For participating in Civil Rights marches;

For presiding over the marriage vows of same-sex couples;

For preaching against the ownership of powerful assault rifles.

I’ve known married women pastors who have been dismissed from their congregations for getting pregnant, or for requesting a one-month leave to recuperate from a mastectomy. 

Today, in our hypertense environment, the moral questions we face cause many of us to ask whether we dare risk the cost of discipleship. Do we dare declare unequivocally:

That war and violence are always sin;

That Black Lives Matter; 

That Islam is a religion of peace;

That no person is illegal;

That no religious views should be forced upon anyone;

That everyone is entitled to express their sexuality in their own way without social prejudice or government imposition. 

That God is love;

And the greatest commandment is always to love one another as we love ourselves.

Two millennia ago, the first Christians established the role of deacon to reach out to all persons to assure they are sheltered, fed, cared for when disabled or ill, protected from prejudice or hatred, and treated with love, fairness, and justice. 

This is a role we all share.

Deacon Stephen reminds us that it is not a role to be taken lightly and that it may come with costs.

But it is a role we must assume with faith in God’s grace; 

Because God’s work requires all our hands.
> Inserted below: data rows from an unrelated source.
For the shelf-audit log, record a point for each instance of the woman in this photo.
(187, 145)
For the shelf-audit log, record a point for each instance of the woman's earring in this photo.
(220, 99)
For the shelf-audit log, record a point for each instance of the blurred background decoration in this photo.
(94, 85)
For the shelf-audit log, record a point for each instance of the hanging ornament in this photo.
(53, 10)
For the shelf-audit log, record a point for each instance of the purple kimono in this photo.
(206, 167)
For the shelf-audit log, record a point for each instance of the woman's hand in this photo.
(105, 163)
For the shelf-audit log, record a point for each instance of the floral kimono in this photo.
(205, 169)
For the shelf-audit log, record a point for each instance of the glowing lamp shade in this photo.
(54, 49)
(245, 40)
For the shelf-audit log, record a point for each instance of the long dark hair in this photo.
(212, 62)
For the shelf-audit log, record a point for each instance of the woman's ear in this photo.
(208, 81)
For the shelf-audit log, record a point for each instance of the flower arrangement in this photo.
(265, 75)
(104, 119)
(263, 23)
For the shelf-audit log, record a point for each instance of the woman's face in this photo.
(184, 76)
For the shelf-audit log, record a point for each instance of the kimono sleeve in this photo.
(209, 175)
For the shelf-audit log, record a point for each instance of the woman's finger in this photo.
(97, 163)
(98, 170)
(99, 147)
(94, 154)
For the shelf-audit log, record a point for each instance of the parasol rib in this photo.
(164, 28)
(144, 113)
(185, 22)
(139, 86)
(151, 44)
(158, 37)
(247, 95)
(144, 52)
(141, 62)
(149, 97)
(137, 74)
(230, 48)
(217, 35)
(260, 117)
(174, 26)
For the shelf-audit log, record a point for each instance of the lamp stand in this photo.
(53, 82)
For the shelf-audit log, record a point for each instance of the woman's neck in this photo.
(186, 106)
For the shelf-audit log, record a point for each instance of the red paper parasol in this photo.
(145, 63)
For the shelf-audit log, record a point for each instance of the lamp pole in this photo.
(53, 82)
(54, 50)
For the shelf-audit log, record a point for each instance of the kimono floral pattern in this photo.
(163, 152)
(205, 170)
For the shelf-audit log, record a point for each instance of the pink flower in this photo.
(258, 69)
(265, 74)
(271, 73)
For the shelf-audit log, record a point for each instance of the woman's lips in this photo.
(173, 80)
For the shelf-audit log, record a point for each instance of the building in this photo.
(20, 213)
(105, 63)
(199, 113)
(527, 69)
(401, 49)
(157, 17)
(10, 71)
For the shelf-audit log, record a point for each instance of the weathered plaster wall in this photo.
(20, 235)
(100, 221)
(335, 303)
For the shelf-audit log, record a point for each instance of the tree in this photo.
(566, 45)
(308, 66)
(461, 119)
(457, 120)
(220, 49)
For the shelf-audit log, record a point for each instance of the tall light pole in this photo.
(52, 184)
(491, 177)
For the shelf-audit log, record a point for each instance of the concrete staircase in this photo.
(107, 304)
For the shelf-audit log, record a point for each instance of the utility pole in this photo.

We are marked with the cross of Christ forever; we are claimed, gathered, and sent for the sake of the world.

Whatever the cost.

1 comment:

  1. Mr. Jenks, you state: According to Luke, in his role as deacon, Stephen “full of grace and power, did great wonders and signs among the people.” Stephen had already stood out among the disciples as a man of God prior to his appointment as Deacon.
    It seems that Stephen was better equipped to serve as missionary, evangelist, and preacher than those who commissioned him as deacon. Acts 6:2 Then the twelve called the multitude of the disciples unto them, and said, It is not reason that we should leave the word of God, and serve tables. Except for Peter and John, there is little evidence of any of the other Apostles making their mark in the early Christian church. Somehow, I see Stephen as the man destined to spread the word. It is fitting, that after the Apostles and disciples placed him in a dead-end job, that the Lord would call him home, and immediately anoint another (Saul/Paul) to complete the job of spreading the word to the Gentile world.